WASHINGTON -- "I," said the president, who is inordinately fond of the first-person singular pronoun, "want to disabuse people of this notion that somehow we enjoy meddling in the private sector." He said that in March, when the government already owned 80 percent of AIG, Fannie Mae and Freddie Mac. "When a difficult decision has to be made on matters like where to open a new plant or what type of new car to make, the new GM, not the United States government, will make that decision." But the government is GM's largest shareholder, customer, tax collector, regulator, partner in determining employees' compensation, protector of dealers and pension guarantor. GM's other large owner, the United Auto Workers, is increasingly a government dependant.
Yet Steve Rattner and Ron Bloom, two of the president's fixers of Detroit, recently wrote in USA Today that government "will play no role" in running GM. They were not under oath.
"What we are not doing -- what I have no interest in doing -- is running GM," says the president who, when not firing GM's CEO, purging its board of directors and picking new members, is designing new products (imposing fuel economy requirements that will control size, weight, passenger capacity and safety). The president, overcoming his professed reluctance to run GM, resembles the journalist Don Marquis when, after a month on the wagon, he ordered a double martini and exclaimed: "I've conquered my goddam willpower."

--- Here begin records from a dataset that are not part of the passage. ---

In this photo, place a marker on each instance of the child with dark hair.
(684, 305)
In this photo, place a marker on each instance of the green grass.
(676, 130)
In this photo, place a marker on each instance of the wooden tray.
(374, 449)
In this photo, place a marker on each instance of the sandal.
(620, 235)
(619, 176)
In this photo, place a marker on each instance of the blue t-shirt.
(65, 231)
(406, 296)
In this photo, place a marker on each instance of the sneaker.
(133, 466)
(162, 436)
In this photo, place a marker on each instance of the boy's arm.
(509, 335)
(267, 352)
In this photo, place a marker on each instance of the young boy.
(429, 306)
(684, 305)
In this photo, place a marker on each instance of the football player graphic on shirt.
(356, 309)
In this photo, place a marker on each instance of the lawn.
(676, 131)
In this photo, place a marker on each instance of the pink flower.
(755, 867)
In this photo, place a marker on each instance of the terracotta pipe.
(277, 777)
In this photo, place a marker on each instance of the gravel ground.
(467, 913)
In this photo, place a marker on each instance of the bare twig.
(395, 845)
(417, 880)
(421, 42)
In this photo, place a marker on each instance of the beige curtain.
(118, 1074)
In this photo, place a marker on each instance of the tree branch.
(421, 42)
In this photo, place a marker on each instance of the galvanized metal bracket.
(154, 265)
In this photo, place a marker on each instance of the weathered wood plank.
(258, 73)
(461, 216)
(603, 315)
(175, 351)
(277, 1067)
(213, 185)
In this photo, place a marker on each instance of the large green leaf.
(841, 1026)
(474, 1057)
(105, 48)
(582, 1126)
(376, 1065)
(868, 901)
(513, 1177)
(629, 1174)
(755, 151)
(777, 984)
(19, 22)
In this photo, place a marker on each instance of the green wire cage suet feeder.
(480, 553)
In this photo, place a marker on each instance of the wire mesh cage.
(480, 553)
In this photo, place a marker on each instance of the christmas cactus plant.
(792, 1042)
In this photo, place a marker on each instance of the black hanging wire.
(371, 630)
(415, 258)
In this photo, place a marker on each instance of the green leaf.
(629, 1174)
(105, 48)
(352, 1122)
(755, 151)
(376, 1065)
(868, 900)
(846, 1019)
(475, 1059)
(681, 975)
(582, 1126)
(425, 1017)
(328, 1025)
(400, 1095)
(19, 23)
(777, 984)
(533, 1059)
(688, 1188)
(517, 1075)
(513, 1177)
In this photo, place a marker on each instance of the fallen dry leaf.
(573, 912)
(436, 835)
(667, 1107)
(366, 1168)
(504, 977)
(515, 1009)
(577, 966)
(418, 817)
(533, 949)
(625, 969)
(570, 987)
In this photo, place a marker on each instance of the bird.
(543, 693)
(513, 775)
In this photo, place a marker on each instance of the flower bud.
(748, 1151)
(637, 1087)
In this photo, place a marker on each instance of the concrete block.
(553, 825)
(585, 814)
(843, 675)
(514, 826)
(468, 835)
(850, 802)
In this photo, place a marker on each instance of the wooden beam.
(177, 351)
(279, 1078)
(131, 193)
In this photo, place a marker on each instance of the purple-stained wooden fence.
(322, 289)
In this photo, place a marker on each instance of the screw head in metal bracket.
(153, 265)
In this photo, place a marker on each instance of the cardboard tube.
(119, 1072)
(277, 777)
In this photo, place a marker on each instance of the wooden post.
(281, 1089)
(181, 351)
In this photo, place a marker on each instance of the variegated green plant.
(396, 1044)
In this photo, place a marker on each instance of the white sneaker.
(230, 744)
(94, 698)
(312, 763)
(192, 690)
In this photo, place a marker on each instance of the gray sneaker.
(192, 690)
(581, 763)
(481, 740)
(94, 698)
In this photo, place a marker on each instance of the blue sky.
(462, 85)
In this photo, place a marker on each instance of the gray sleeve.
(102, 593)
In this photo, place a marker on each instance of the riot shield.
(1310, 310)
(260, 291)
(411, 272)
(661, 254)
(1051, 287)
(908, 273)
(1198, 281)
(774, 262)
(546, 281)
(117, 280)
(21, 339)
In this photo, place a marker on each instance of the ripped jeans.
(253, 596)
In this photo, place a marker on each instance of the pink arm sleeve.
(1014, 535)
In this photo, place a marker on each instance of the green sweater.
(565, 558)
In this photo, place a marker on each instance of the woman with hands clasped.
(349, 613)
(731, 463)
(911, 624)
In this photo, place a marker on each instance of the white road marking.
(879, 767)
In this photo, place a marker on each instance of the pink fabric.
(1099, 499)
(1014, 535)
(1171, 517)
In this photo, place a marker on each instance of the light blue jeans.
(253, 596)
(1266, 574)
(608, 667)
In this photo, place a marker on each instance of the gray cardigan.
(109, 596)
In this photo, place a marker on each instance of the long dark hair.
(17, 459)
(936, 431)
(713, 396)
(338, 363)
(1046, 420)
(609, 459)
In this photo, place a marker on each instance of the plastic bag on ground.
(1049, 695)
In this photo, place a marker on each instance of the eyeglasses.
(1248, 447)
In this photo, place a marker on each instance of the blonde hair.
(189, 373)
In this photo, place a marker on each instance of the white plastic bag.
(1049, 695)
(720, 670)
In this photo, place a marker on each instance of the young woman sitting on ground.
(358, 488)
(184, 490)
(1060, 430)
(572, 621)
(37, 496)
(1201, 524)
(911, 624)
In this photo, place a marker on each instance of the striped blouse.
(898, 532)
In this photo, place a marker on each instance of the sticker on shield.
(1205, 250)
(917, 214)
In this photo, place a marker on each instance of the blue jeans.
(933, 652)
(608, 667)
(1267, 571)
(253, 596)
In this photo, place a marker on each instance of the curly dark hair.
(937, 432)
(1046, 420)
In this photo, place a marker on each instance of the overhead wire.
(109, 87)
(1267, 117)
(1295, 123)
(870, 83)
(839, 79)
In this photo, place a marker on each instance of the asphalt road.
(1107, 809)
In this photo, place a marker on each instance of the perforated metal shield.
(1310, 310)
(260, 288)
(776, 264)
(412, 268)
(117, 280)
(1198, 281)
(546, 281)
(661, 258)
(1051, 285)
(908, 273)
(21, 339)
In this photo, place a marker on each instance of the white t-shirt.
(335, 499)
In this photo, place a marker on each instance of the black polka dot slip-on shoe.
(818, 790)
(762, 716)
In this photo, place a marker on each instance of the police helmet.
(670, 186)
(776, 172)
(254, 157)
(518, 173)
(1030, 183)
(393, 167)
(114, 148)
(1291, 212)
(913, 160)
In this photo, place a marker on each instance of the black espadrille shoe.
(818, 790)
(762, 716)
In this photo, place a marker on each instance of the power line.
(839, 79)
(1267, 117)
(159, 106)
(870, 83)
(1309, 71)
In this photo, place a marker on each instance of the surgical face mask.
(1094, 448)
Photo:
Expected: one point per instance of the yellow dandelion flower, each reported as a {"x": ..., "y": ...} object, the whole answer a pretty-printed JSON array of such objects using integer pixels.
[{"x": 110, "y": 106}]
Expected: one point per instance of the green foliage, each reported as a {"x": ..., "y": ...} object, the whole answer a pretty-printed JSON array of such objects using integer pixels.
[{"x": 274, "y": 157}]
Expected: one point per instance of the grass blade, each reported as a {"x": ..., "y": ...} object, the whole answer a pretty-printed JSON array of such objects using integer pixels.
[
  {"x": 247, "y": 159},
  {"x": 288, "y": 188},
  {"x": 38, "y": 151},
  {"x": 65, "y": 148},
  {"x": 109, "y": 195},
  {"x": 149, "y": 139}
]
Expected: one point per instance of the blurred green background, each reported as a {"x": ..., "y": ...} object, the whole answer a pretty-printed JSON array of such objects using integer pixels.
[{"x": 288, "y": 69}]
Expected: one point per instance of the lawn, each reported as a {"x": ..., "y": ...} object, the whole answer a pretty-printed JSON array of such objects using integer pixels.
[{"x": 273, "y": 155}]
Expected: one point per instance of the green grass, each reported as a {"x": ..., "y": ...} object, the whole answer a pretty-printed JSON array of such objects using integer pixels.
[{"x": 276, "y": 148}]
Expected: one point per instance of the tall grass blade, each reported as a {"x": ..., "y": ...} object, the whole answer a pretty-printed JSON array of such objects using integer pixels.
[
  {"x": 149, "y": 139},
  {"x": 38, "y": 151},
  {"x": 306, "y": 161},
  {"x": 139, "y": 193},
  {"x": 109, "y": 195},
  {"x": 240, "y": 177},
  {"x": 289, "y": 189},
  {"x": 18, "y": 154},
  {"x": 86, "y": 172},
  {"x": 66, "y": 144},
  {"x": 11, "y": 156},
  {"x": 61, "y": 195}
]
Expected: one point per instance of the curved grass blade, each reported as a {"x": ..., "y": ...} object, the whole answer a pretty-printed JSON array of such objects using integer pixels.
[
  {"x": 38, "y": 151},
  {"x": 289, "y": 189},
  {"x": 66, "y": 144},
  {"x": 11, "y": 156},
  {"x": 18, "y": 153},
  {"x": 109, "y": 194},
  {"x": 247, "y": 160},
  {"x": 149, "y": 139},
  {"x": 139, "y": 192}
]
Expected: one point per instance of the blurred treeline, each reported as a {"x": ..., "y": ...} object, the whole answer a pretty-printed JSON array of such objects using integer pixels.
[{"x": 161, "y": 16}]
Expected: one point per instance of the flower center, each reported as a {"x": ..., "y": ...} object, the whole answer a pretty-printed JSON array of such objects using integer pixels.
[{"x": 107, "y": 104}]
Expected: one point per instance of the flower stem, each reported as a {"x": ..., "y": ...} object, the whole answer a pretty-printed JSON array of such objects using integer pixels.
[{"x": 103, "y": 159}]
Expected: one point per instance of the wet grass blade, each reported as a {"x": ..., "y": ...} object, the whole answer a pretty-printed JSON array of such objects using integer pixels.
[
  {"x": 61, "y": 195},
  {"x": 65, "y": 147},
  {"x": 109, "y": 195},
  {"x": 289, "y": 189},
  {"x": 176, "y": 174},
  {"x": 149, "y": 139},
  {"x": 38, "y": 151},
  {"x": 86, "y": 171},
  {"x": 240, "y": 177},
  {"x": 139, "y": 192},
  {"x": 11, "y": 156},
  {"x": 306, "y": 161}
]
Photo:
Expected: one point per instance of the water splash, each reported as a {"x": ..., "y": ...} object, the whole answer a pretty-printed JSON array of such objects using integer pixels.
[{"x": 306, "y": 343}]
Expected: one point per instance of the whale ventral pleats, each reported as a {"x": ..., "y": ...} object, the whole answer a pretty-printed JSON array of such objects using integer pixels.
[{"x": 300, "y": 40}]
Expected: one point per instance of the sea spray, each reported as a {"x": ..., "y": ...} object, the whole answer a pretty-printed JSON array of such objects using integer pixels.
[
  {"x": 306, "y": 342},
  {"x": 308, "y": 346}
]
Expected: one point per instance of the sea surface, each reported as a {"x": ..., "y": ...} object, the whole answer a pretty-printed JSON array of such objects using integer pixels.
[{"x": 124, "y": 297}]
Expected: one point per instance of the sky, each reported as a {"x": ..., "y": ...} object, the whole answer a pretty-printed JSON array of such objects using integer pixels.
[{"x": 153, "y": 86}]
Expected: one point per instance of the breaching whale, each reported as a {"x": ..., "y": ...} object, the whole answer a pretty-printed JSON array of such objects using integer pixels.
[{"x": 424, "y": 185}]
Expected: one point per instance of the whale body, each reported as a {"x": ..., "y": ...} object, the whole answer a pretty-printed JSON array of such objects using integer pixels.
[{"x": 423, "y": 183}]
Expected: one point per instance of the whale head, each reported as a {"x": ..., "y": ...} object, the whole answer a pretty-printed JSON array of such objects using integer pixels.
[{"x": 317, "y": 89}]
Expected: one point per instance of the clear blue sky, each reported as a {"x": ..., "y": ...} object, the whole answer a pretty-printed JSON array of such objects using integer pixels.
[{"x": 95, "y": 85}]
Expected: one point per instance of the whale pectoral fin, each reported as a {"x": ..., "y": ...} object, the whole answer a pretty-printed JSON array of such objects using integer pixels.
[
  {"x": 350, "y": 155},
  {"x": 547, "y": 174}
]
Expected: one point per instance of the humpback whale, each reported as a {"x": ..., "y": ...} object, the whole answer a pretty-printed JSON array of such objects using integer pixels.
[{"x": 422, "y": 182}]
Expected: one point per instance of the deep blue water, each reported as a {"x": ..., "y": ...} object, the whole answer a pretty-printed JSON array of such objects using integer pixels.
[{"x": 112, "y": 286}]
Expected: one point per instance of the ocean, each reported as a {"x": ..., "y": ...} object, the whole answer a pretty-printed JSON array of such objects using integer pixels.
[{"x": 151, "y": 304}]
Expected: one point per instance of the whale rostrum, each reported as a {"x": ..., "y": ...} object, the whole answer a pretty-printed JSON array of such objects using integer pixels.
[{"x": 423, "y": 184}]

Washington mandates that Detroit must build cars for which there is much less demand than Washington demands that there be. Then Washington tries to manufacture demand with a $7,500 tax credit for purchasers of the electric Chevrolet Volt, supposedly GM's salvation. So, GM is to be saved by a product people will not buy without a cash incentive larger than the income tax paid by 83.4 percent of America's families.
It is reasonable to assume that GM will become profitable -- if you make unreasonable assumptions about annual vehicle sales and GM's share of the market. Besides, the government that runs Amtrak (which has lost $23 billion, in today's dollars, just since 1990) vows to make GM efficient.